Description,10 COLOUR SPACEBOY PEN,12 COLOURED PARTY BALLOONS,12 EGG HOUSE PAINTED WOOD,12 PENCIL SMALL TUBE WOODLAND,12 PENCILS SMALL TUBE RED RETROSPOT,12 PENCILS SMALL TUBE SKULL,12 PENCILS TALL TUBE RED RETROSPOT,12 PENCILS TALL TUBE WOODLAND,20 DOLLY PEGS RETROSPOT,3 HOOK HANGER MAGIC GARDEN,...,WRAP I LOVE LONDON,WRAP POPPIES DESIGN,WRAP RED APPLES,WRAP VINTAGE PETALS DESIGN,YELLOW COAT RACK PARIS FASHION,ZINC STAR T-LIGHT HOLDER,ZINC HERB GARDEN CONTAINER,ZINC METAL HEART DECORATION,ZINC T-LIGHT HOLDER STAR LARGE,ZINC T-LIGHT HOLDER STARS SMALL
InvoiceNo,Unnamed: 1_level_1,Unnamed: 2_level_1,Unnamed: 3_level_1,Unnamed: 4_level_1,Unnamed: 5_level_1,Unnamed: 6_level_1,Unnamed: 7_level_1,Unnamed: 8_level_1,Unnamed: 9_level_1,Unnamed: 10_level_1,Unnamed: 11_level_1,Unnamed: 12_level_1,Unnamed: 13_level_1,Unnamed: 14_level_1,Unnamed: 15_level_1,Unnamed: 16_level_1,Unnamed: 17_level_1,Unnamed: 18_level_1,Unnamed: 19_level_1,Unnamed: 20_level_1,Unnamed: 21_level_1
536370,0,0,0,0,0,0,0,0,0,0,...,0,0,0,0,0,0,0,0,0,0
536852,0,0,0,0,0,0,0,0,0,0,...,0,0,0,0,0,0,0,0,0,0
536974,0,0,0,0,0,0,0,0,0,0,...,0,0,0,0,0,0,0,0,0,0
537065,0,0,0,0,0,0,0,0,0,0,...,0,0,0,0,0,0,0,0,0,0
537463,0,0,0,0,0,0,0,0,0,0,...,0,0,0,0,0,0,0,0,0,0


Now that the data is structured properly, we can generate frequent item sets that have a support of at least 7% (this number was chosen so that I could get enough useful examples)

In [26]:
frequent_itemsets = apriori(basket_sets, min_support=0.07, use_colnames=True)

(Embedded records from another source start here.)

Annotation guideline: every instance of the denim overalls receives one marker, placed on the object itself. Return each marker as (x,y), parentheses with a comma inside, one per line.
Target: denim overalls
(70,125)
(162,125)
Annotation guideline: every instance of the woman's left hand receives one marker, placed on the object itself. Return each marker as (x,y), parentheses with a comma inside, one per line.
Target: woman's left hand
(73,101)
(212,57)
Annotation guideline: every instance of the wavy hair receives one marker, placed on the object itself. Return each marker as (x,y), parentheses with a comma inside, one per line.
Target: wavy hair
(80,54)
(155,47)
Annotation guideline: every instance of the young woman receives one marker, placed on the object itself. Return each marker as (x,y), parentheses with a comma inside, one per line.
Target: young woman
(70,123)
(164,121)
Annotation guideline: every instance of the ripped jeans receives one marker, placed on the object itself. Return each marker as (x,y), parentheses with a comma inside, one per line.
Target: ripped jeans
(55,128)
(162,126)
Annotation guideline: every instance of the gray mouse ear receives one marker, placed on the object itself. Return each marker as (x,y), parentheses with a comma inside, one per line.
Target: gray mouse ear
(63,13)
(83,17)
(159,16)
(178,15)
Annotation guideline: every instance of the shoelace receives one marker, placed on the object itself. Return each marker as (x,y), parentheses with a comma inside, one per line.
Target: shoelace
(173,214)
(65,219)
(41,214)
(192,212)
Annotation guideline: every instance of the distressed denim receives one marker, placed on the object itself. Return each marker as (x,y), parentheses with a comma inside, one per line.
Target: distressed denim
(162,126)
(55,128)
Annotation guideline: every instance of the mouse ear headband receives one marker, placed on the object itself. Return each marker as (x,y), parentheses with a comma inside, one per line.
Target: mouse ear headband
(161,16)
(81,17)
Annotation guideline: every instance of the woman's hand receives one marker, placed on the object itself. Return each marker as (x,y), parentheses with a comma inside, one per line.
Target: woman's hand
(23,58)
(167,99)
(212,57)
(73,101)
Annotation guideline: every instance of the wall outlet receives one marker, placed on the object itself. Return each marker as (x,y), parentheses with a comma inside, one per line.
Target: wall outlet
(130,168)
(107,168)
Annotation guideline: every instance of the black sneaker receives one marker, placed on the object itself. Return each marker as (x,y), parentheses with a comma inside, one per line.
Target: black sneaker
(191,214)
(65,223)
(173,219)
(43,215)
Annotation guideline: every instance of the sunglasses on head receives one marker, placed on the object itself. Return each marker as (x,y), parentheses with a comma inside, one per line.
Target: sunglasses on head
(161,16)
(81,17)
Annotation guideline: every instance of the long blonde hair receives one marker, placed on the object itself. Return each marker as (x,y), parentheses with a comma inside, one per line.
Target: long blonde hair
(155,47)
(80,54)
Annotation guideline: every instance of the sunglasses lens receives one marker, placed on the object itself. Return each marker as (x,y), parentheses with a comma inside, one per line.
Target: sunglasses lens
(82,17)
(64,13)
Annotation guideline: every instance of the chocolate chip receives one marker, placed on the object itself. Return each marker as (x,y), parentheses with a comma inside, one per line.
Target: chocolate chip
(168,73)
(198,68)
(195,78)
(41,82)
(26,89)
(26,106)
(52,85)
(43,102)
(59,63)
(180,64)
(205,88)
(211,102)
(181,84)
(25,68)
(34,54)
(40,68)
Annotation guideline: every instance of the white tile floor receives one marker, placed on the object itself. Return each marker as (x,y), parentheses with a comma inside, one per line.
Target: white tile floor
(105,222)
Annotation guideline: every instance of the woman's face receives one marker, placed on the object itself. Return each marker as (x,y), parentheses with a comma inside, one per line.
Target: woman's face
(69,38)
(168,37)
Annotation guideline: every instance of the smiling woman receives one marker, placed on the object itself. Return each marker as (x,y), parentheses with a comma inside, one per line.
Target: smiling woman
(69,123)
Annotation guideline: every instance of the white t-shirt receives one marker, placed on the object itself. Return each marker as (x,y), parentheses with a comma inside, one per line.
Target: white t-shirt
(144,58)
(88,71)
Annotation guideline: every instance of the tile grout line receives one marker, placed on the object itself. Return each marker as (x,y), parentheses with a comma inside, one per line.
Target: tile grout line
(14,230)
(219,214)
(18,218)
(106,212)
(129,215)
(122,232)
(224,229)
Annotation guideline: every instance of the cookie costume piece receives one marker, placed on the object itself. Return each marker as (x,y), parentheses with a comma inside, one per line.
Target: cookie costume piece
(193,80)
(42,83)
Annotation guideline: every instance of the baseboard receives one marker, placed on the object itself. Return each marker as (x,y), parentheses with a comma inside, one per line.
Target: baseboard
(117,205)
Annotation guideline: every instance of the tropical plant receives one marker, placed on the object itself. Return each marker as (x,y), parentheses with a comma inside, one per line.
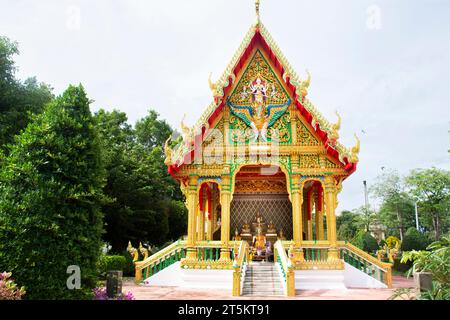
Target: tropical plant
(50,198)
(100,294)
(436,260)
(414,240)
(365,241)
(431,187)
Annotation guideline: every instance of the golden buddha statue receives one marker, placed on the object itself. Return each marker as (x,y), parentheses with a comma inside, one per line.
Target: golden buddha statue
(237,237)
(271,228)
(281,236)
(259,240)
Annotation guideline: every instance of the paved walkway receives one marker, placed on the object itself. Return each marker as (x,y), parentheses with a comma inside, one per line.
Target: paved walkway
(175,293)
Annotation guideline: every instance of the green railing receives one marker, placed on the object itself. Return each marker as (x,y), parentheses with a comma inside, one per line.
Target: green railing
(286,268)
(160,260)
(366,263)
(238,266)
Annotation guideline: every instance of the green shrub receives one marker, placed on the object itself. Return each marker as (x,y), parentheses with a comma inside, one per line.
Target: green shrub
(50,197)
(108,263)
(128,270)
(401,267)
(365,241)
(414,240)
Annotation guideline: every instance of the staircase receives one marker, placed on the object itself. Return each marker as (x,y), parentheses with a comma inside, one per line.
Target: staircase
(262,279)
(319,279)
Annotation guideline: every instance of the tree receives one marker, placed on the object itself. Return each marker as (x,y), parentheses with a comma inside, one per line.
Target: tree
(18,100)
(414,240)
(396,209)
(431,187)
(50,198)
(145,204)
(364,217)
(365,241)
(346,225)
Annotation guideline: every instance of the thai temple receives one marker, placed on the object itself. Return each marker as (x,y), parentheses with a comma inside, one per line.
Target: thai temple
(261,171)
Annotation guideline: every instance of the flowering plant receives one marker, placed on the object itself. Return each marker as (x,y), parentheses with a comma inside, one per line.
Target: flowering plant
(100,294)
(9,289)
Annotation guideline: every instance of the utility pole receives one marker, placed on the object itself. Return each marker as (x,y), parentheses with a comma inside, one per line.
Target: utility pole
(366,199)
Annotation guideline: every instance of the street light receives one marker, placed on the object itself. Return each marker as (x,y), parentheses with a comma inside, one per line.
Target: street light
(417,215)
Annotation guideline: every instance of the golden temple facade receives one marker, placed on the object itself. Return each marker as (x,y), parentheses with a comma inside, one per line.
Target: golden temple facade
(261,166)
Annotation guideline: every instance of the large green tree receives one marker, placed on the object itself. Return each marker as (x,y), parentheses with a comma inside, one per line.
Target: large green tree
(18,100)
(145,202)
(50,199)
(396,211)
(347,225)
(431,187)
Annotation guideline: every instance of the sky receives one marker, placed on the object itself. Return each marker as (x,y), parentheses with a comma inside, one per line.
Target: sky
(383,64)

The final step is to generate the rules with their corresponding support, confidence and lift.

In [27]:
rules = association_rules(frequent_itemsets, metric="lift", min_threshold=1)
rules.head()

Unnamed: 0,antecedents,consequents,antecedent support,consequent support,support,confidence,lift,leverage,conviction
0,(4 TRADITIONAL SPINNING TOPS),(POSTAGE),0.109489,0.766423,0.094891,0.866667,1.130794,0.010976,1.751825
1,(POSTAGE),(4 TRADITIONAL SPINNING TOPS),0.766423,0.109489,0.094891,0.12381,1.130794,0.010976,1.016344
2,(POSTAGE),(BAKING SET 9 PIECE RETROSPOT),0.766423,0.087591,0.072993,0.095238,1.087302,0.005861,1.008452
3,(BAKING SET 9 PIECE RETROSPOT),(POSTAGE),0.087591,0.766423,0.072993,0.833333,1.087302,0.005861,1.40146
4,(CHARLOTTE BAG DOLLY GIRL DESIGN),(POSTAGE),0.080292,0.766423,0.072993,0.909091,1.186147,0.011455,2.569343


We filter rules to check lift and confidence. This part of the analysis is where the domain knowledge will come in handy. Since we do not have that, we'll just look for a couple of illustrative examples.We can filter the dataframe using standard pandas code. In this case, look for a large lift (6) and high confidence (.8)

In [28]:
rules[(rules['lift'] >= 6) &
       (rules['confidence'] >= 0.8)]

Unnamed: 0,antecedents,consequents,antecedent support,consequent support,support,confidence,lift,leverage,conviction


**Conclusion**

In looking at the rules, it seems that the green and red alarm clocks are purchased together and the red paper cups, napkins and plates are purchased together in a manner that is higher than the overall probability would suggest.